Oyunculuğa adım atacak gençlere tavsiyelerde bulunmak ister misiniz?
Tiyatro uzun bir yoldur. Bu yolu yürümeye istekli ve niyetli olmalı, isteğinizi aktif eylemlerle doldurmalısınız. İsteyeceksiniz, yani kendi üzerinizde çalışacak, sınırlarınızı fark edip geliştirmeye zorlayacak, araştırmalar yapacak, okuyacak, izleyecek, sabırlı olacaksınız. Yolculuk hep devam edecek, belki sonu olmayacak, siz her şeye rağmen aramaya devam edeceksiniz. Mesleğimizin merkezi insandır; insan da sürekli değişir, tıpkı oyunculuğun dinamikleri gibi.

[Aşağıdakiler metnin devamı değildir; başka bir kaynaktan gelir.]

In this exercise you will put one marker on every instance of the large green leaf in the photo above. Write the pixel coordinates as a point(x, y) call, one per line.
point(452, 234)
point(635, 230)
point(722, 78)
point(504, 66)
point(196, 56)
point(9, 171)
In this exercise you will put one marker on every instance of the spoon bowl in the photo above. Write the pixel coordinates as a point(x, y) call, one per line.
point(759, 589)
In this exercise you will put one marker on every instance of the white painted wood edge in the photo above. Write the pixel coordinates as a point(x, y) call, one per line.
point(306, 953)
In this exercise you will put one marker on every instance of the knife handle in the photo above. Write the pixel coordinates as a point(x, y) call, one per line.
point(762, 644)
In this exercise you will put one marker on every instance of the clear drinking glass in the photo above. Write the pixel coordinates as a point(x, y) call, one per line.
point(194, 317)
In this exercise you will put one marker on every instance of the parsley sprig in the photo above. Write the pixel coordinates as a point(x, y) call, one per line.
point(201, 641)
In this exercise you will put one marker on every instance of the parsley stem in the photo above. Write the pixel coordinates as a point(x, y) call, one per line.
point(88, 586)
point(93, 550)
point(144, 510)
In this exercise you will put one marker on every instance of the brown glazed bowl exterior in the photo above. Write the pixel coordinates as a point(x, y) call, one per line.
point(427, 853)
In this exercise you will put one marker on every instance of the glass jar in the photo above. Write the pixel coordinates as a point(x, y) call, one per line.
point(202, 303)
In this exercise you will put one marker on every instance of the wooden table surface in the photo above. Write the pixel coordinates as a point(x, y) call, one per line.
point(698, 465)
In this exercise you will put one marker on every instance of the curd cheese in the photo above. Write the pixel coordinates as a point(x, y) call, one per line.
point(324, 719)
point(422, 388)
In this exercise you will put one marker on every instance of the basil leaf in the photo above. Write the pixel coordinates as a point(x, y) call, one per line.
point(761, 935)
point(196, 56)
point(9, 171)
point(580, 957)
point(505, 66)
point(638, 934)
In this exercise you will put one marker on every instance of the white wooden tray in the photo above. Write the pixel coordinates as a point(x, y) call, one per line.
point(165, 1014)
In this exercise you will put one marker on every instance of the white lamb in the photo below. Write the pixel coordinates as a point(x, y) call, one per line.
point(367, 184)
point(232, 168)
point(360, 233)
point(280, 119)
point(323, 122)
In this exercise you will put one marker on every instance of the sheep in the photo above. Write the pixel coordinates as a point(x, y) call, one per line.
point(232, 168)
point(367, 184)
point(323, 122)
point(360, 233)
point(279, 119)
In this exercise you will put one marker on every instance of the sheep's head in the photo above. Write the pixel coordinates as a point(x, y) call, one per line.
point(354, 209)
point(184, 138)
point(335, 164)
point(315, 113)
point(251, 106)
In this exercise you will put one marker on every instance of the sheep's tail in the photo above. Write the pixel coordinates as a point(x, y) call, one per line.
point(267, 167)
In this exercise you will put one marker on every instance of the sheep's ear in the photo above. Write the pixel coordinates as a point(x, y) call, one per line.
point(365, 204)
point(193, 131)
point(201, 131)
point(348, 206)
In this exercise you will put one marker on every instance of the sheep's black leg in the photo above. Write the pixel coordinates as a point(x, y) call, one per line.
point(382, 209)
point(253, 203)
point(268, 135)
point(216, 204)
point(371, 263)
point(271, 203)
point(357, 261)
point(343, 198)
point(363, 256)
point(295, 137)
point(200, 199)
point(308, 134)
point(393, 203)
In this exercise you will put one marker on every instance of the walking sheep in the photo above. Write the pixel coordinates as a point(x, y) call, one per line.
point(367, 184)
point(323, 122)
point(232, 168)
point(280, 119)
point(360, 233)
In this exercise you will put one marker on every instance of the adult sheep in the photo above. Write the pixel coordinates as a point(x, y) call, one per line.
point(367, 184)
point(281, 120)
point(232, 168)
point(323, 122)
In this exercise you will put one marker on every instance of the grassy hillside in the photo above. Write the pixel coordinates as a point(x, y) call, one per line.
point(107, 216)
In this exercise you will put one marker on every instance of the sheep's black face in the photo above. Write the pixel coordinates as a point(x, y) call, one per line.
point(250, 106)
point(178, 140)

Boş zamanlarınızda nelerle uğraşırsınız?
Kitap okumak, film izlemek, yürüyüş, spor benim hobim değil artık! Onlar yaşamımın bir parçası, mesleğimi ve kendimi besleme yöntemlerim. Sanırım doğada ve hayvanlarla vakit geçirmek benim asıl hobim. Bir de mutfakta farklı tarifler denemek hoşuma gidiyor.